Ya tımarhaneden az önce fırlamış hasta gibi cümlenin sonuna oturduğunuz “karşılaya”yı nasıl karşılayacağız? Doğrusu elbet de, “karşılasın” olacaktı sevgili şâir.
Aziz şâirim! “Nurlar’ın Türkçesi kötü”, demişsiniz ya... Bu ifâde fakiri kızdırdığı için, haddini aşıp size “sosyal medya”dan bir kaç bir şey söylemişti ya!.. Emin olunuz, sizi daha çok üzmemek, sevenlerinizin gözünden de düşürmemek için, bir daha siz konuşmadıkça konuşmayacaktım. Fakat maalesef, sizi çok sevenler, buna râzı olmadılar. Gerek sosyal medyadan şahsıma tevcih ettikleri tahkirler, gerek düşüncelerimin neşredildiği sitelere gelen yorum ve itirazlar bardağı çabuk doldurdu.

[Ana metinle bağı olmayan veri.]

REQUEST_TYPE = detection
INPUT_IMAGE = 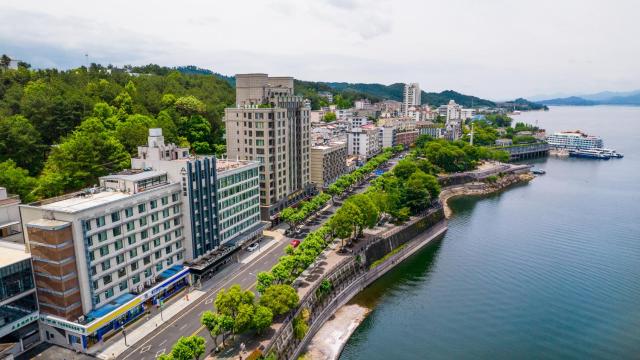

Bir de bu sabah namazını edâ ettikten sonra, bir dostun dikkatime takdim ettiği bir akademisyenin -sanırım yardımcı doç.- karalamalarını görünce, söylediklerimi ortaya koymaya mecbur kaldım. Yardımcı Doç. Kardeşim, kaale almadığımı düşünüp alınmasın, ismini de vereyim: M Mücahid Dündar... Diliniz hakkındaki hüsn-ü zanları kırmaya mecbur ettiği için bir kusurum olduysa; biliniz ki, bu genç akademisyen kardeşimiz, sıradaki ilk suçludur.
Yola, makâlenizin tamamını tenkîd etmek düşüncesiyle çıkmıştım. Fakat ilk paragrafla bitirmek istiyorum. Maksadım, “Türkçenizin kötü” oluşunu daha fazla tahkim edip sizi üzmek olmadığından, kısa kesiyorum. İnşaalah zât-ı Âliniz veya ehibbanız devamına mecbur etmez...
Sizden ricam, diline âşina olmamanıza rağmen, Nurları okumanızdır!.. İstifâde edeceğiniz, kendiniz için zâd-ı âhiret devşirebileceğiniz çok kıymetli şeyler bulacaksınız. Öbür tarafta, “şâir”lik çok da geçer akçe değildir; biliyorsunuz. Fakir’in “romancı”lığı da öyle... Ancak sizden farklı, küçük bir ümid ve tesellim var: Bediüzzaman’a şâkird, Nur Talebelerine de kardeş olma arzusu...
Not: Sevgili İsmet Özel’in makâlesini merak edenler, Yeni Şafak Gazetesi’nin arşivlerine bakabilirler.